Ask the experts: What do F&B start-ups get wrong?

What do food and drink start-up businesses get wrong? It’s the big question facing many fledgling businesses. FoodNavigator speaks to nine industry experts to find out.

Whether it’s focusing too much on the tech and not enough on the end user, or attempting to manufacture everything inhouse when a third-party business can handle it, start-ups have much to consider.

But what are the top nine things most food and drink start-up businesses tend to get wrong? FoodNavigator asked the experts at the recent Future Food-Tech event in London, watch above to hear all the advice.

“The time it takes between getting the idea, getting funded and starting production and then getting a product on the market,” said FlyBlast CEO Johan Jacobs. “It usually takes longer than you think and that’s painful sometimes.”

Too much ‘cool’ tech focus

Funki Foods CEO Sirli Rosenvald believes there’s “too much focus on the technology” instead of the applications the product value.

This was echoed by Meatly CEO Owen Ensor, who said: “I think there’s a lot we can learn in our area.
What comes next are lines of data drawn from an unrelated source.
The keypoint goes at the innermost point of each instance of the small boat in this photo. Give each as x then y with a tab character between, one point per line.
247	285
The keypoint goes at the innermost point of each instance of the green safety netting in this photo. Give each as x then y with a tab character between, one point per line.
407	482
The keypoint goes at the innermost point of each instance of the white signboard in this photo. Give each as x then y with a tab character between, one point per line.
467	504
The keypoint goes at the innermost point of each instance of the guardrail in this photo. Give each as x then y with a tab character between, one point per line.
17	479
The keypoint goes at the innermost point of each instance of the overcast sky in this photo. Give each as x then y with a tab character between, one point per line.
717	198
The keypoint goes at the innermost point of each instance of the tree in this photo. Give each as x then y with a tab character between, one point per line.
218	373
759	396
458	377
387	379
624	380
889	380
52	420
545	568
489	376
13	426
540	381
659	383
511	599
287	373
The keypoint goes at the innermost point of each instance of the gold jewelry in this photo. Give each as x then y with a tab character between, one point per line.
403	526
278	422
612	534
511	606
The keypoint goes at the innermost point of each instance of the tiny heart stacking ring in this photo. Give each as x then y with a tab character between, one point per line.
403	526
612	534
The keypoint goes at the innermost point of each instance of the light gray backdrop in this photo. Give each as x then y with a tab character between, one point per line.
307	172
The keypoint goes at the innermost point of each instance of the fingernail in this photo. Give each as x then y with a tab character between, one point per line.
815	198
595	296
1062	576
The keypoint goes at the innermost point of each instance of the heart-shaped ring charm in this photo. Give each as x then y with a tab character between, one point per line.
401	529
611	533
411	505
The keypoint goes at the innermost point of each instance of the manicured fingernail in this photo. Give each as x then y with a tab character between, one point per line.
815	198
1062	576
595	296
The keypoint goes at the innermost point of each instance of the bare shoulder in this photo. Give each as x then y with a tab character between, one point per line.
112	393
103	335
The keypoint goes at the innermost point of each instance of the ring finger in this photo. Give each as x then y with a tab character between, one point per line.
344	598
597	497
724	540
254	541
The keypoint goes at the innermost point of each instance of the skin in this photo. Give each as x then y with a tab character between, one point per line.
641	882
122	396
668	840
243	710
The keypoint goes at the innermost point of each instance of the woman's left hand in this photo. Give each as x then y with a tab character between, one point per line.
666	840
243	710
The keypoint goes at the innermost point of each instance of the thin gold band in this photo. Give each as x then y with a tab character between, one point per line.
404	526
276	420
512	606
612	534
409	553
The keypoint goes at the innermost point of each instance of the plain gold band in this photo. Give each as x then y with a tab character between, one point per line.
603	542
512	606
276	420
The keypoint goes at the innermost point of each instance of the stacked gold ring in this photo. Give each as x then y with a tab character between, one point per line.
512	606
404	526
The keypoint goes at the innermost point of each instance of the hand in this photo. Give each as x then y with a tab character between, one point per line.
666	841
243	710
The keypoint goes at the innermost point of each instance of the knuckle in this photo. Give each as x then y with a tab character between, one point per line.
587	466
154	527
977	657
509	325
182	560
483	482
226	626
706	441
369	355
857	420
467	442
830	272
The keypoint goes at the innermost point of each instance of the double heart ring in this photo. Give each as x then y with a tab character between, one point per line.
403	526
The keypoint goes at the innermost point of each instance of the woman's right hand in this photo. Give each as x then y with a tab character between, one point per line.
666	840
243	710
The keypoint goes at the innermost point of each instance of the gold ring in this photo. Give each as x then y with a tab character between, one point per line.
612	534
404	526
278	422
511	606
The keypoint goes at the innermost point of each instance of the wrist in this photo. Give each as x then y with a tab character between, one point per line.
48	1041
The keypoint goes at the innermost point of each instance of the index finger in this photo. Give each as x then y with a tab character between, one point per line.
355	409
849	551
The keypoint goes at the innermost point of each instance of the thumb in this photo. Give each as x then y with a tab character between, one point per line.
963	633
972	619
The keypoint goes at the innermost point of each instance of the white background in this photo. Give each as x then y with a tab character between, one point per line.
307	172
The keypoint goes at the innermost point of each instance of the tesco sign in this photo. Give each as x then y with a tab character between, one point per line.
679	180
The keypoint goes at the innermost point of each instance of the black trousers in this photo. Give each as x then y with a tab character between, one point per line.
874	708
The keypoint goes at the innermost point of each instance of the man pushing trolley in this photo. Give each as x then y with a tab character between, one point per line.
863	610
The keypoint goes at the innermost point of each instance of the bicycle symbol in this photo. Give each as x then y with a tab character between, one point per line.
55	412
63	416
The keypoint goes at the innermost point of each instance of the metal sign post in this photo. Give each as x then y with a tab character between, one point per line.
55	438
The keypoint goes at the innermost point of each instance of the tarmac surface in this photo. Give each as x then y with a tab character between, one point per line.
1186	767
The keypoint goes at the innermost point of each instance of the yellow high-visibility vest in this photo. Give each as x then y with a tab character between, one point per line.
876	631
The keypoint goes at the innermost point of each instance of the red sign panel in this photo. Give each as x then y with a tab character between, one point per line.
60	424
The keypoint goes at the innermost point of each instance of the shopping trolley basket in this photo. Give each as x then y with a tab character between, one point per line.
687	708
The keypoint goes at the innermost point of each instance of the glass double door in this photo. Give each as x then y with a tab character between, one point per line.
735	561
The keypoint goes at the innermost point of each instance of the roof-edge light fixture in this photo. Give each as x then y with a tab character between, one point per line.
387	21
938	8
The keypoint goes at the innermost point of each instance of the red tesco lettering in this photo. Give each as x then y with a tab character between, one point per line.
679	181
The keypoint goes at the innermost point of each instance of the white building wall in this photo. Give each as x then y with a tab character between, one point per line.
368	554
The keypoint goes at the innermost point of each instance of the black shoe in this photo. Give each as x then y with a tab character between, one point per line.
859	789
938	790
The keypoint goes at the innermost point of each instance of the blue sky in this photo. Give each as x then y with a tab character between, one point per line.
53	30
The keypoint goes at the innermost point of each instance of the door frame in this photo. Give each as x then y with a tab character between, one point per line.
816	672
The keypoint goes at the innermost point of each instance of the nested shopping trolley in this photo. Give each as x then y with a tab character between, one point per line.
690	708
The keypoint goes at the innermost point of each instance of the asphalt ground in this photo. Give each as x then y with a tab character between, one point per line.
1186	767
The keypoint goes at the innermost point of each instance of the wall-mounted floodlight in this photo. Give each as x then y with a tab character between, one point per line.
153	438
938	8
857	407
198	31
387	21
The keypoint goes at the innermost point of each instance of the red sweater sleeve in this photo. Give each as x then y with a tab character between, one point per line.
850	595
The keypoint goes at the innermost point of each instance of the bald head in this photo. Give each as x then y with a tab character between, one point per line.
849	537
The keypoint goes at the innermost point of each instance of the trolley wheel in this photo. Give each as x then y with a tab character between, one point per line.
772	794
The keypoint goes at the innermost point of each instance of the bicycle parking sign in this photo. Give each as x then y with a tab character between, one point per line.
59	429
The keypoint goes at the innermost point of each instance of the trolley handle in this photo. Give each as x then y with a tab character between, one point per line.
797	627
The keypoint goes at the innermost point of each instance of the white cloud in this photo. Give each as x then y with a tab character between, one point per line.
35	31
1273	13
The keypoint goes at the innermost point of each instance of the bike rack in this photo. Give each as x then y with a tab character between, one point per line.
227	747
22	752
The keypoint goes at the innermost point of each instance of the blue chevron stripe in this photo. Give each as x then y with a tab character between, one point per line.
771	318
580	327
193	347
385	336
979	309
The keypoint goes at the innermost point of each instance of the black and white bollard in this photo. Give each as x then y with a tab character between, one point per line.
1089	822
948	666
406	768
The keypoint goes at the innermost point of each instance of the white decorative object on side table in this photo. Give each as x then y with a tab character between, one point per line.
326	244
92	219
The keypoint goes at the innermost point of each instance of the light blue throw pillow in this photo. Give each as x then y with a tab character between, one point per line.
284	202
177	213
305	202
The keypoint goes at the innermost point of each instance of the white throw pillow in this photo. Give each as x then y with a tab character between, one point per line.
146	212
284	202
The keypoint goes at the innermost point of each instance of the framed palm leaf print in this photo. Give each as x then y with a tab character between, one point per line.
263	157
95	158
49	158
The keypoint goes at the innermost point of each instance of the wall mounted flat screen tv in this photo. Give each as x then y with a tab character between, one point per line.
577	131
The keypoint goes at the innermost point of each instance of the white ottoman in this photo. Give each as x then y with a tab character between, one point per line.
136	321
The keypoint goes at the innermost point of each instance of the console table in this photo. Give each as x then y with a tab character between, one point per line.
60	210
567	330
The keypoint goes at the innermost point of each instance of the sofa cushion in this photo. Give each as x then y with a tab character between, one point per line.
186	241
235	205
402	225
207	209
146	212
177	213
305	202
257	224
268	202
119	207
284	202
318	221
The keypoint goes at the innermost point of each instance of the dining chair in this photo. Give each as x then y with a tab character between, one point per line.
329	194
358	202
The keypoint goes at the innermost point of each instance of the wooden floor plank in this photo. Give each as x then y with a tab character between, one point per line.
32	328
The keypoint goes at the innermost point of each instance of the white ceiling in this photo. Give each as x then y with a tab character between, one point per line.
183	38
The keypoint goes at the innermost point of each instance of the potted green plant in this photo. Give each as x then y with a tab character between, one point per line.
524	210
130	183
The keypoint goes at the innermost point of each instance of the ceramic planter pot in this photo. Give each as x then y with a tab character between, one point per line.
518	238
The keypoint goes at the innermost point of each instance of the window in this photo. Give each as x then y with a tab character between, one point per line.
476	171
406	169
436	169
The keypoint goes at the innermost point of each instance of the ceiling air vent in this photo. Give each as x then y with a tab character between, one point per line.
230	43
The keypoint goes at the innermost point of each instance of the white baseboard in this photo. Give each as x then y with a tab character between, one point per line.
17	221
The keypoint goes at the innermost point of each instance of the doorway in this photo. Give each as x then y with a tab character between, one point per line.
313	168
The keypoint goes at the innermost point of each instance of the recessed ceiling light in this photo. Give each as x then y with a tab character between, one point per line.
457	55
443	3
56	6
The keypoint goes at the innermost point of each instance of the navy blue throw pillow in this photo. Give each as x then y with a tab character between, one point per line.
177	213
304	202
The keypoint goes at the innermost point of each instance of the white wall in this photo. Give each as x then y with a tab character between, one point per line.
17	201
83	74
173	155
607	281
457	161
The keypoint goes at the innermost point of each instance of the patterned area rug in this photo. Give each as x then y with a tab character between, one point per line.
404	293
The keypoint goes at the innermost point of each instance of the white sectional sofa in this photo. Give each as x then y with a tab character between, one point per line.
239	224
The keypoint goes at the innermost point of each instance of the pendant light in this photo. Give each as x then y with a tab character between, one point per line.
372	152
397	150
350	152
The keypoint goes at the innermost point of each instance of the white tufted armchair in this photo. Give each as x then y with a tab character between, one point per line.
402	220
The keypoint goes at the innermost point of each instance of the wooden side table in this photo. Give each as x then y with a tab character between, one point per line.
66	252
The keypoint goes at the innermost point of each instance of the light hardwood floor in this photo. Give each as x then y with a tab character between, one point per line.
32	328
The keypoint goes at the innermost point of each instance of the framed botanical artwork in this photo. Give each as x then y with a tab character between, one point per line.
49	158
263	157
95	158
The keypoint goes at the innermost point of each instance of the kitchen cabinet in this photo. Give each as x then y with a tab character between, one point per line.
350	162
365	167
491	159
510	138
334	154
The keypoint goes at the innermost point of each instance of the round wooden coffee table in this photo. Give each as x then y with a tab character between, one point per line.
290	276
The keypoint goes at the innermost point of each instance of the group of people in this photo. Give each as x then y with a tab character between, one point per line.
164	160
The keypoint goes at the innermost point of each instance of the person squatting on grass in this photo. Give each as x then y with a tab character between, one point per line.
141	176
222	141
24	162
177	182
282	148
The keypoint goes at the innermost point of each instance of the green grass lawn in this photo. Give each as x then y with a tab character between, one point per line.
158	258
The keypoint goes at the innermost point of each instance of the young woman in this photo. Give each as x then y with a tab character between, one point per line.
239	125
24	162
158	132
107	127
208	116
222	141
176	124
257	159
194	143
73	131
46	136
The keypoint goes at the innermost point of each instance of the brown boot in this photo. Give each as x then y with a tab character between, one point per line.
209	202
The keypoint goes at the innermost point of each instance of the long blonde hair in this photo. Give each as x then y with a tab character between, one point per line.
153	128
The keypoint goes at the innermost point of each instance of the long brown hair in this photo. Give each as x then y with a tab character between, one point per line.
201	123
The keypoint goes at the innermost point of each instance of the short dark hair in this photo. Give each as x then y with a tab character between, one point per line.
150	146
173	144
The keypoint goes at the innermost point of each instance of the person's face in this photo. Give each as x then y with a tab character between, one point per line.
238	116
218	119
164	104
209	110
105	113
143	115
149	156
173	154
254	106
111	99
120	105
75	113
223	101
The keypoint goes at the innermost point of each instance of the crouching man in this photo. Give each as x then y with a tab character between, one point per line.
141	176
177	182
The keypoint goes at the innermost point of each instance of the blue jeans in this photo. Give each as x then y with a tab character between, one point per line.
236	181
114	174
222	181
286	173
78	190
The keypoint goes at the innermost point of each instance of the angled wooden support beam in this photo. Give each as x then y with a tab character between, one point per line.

We need to focus on getting the cost right and getting the product right at small scale and then starting to scale up.

“Then we’ve also got the comms wrong, particularly in food tech. We’re too focussed on how cool the technology is and how clever all this stuff is. What people want to know is, is this safe, normal, tasty and we need to focus on that and not how great and innovative we are.”

Too much excitement about and focus on trends can also be a no-no for start-ups, warned Unseen Bio CEO, Johan Hartman.

“I think we’re doing a lot of things right. But I think a start-up can easily be impressed by a trend and believe that is the answer for everything,” he says.

The user or customer is the key

“But they need to be focused still on the virtues of food that taste is king, price, scalability… all those things instead of solely focusing on a trend that is ‘popular’.”

One thing all experts agreed on was a need to focus on the client or the end user, especially early in the process and sometimes earlier than an entrepreneur might expect.

“Many think they know what the industry and their clients want, but they’re meeting the clients at too late a stage,” said Resugar co-founder and COO Ron Livny.

“They need to meet the clients earlier top make their solutions and ideas suitable for the industry, otherwise it might not work.”